A Sad Experience for Pierson
Everyone saw him as the class clown; we saw him as a really happy guy and everyone liked him. This is not an exaggeration. He had no enemies. That’s why we were all so shocked. We couldn’t believe the news when we hear about what happened. I’ve heard that those who are comedic tend to have a form of sadness or hardship within. A lot of the time it’s undetectable, covered up by the sense of humor and smiles.
I wasn’t very close to him. We didn’t hang out and I never learned much about him. He was always nice to me and made all of my classes feel lighter. I looked forward to certain times of the day because I knew I would be entertained, learning but having fun. He somehow managed to help me enjoy History, one of my least favorite classes.
I miss him but not the way you miss a close friend. I miss him the way you miss seeing someone’s face every single day since you were five and then all of the sudden you never see it again. When I look at the people who were close to him, my heart breaks. My eyes immediately begin to tear and I somehow feel like it’s my fault. What could I have done to help him? Why didn’t I see the signs? Were there any signs? I can never know.
There’s a note but I (and even his close friends) are not allowed to see it. This makes me feel angry but sad as well. The police are keeping it as a form of evidence, so I’ve heard. What does that even mean? Everyone already knows what happened. We want to know why! We want to know what the poor boy wrote before he decided to take his own life! Aren’t we allowed to be informed? This is a question that stayed in my mind for months, unanswered.
“It will get easier.” That’s a common phrase people hear when a traumatic event occurs. Will it get easier? I can’t be expected to regain my emotional strength within a reasonable amount of time, however long that is. Everything gets better with time. Does it though? Will we all forget about his death and move on? You never forget. He is forever with us. He is part of our class.

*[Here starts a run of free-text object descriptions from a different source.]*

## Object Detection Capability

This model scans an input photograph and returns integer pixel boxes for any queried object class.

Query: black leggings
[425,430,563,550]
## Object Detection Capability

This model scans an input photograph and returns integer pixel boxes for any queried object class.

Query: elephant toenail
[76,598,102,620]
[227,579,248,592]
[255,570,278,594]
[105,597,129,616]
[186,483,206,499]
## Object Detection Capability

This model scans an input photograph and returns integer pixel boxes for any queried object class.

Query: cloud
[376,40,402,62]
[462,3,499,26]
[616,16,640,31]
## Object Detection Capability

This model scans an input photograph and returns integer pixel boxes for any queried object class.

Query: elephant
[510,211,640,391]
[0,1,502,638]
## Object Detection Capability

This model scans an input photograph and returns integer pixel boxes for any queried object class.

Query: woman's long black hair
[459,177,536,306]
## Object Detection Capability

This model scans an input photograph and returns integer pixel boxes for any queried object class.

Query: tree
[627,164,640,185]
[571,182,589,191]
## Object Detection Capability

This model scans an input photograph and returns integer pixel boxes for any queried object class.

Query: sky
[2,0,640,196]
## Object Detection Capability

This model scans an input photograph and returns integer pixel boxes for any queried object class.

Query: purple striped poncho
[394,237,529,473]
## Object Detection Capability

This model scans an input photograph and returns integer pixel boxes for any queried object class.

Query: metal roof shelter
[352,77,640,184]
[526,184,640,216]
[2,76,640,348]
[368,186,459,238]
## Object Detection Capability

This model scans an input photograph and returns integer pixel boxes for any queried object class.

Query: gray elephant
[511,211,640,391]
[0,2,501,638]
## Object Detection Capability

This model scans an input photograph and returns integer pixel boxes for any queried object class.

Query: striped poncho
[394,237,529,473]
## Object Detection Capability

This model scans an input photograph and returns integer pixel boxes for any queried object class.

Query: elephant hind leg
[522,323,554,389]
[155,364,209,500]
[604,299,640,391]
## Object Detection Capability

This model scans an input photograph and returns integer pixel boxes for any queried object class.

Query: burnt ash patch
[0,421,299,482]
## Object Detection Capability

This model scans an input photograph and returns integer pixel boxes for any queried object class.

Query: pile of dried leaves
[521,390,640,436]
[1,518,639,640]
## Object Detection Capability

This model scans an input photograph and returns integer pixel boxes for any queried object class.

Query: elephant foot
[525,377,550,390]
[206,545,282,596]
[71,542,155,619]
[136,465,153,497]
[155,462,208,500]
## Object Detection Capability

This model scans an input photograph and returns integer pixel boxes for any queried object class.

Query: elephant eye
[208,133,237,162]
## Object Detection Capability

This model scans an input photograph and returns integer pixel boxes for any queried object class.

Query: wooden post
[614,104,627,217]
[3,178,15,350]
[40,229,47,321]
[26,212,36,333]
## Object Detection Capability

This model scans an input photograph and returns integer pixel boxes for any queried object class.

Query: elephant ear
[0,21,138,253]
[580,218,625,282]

Red roses convey deep emotions. They are used to express heartfelt regret and sorrow. Yellow roses are a symbol of friendship and caring. Fifty-six yellow roses surround one red one. I had a bouquet sent to the funeral home to represent our class; to represent how meaningful his life was. Pain. People are empathetic and feel the pain of the family. So we send them flowers. “We hope these blossoming plants make you feel better.” Don’t forget to cry. Water the roses with your tears.
Should we attend the funeral all together? Probably. We can support each other. Emotions are shown; there’s crying, falling from weakness, and an overflowing trashcan of tissues. It all happened. We embraced each other and for the first time sadness was shared throughout. The understanding of the same feeling connected us, brought us closer. Heads rested on shoulders, eyes became bloodshot, and the sound of sobbing echoed in my ears. Looking around the only visual I had was the red faces containing puffy eyes, runny noses, and clear sorrow.

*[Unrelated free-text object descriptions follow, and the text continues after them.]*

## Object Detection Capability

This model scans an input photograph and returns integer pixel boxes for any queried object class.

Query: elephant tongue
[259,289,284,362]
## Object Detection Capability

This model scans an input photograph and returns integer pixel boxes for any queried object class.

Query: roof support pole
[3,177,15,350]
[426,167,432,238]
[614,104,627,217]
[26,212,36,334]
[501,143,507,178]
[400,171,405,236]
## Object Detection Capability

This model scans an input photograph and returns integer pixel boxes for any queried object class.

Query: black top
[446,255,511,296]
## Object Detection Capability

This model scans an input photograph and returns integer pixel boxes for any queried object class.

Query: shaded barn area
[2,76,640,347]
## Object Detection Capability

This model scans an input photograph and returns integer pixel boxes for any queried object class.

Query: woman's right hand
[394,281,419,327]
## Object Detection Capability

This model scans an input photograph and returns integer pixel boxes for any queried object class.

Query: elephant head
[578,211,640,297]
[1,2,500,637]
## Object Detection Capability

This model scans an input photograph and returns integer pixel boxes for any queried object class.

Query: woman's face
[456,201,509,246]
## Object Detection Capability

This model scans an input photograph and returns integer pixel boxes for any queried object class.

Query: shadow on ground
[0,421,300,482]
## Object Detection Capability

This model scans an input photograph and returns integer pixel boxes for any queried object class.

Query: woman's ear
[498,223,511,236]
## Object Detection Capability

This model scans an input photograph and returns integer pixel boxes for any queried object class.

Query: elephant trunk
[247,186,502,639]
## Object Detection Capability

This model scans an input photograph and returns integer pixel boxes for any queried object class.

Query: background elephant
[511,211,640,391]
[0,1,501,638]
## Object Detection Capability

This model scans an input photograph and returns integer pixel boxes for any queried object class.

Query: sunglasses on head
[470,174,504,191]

They cleaned him up nicely by covering the marks of death around his neck. He looked peaceful but I wanted him to wake up. In denial I wondered, “why is he sleeping in that coffin there?” “Time to wake up George. We need you here.” But he couldn’t. I’m not religious, but I do believe that he will rest calmly wherever he ends up.
The people in authority at my school begin to worry about the students. Grief counselors are brought in and we aren’t allowed to do anything to show our support for George’s family at our school. It all has to do with how other people are affected. Attention. That’s why some people do it? We placed a suicide awareness ribbon of purple and blue onto our t-shirts. “We will win for you,” at least that’s what I was thinking. As the high school pranced around during Whaler Day, it was only the junior class, my class, that destroyed in every event. We were strong and together we won, beating another class that had won three straight years in a row, all for him. For most this idea was probably subconscious but I was in awe and I loved it.
This essay is dedicated to George Butt’s family. I was not one of his close friends but I simply wanted to display the emotions that surged through my head after I had found out about the incident and how his entire grade cared for him. He was someone who will forever be remembered for his jokes and presented happiness each and every day.